The vehicle was specially built for the World Solar Challenge 2013 (WSC 2013), 6 October 2013 that took place in Australia. It started in the so-called "Cruiser-class", which, according to a progenitor model from Bochum - BOcruiser. This class segment emphasised the practicality of the vehicle as a daily commute with the development of solar energy in the focus. For the first time, a solar car from Bochum crossed the goal of 3,000 km without a glitch through the Australian Outback, and was at the end, world vice-champion. The University of Bochum reported the WSC 2013 race participation in a journal.

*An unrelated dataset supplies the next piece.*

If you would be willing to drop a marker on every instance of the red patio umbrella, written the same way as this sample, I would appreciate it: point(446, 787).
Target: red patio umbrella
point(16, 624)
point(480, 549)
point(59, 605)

=== The European Solar Challenge ===
In October 2014 the PowerCore SunCruiser together with the previous model and the "Weltumrundler" SolarWorld GT took part in the MacCready Solar Challenge (ESC). This took place in Zolder, Belgium, on the former Formula 1 race track. The SunCruiser took first place and became European champion in 2014. The car won the endurance category race in about 9 hours and reached the second-fastest lap. Diary entries, pictures, galleries and videos by ESC 2014 are on the solar car web site of the University of Bochum.

== The Team ==
The racing team was made up of around 30 students, and also involved students who designed and built the vehicle. The team was sub-divided into groups having individuals specializing in different aspects of the development of the vehicle and the organizers.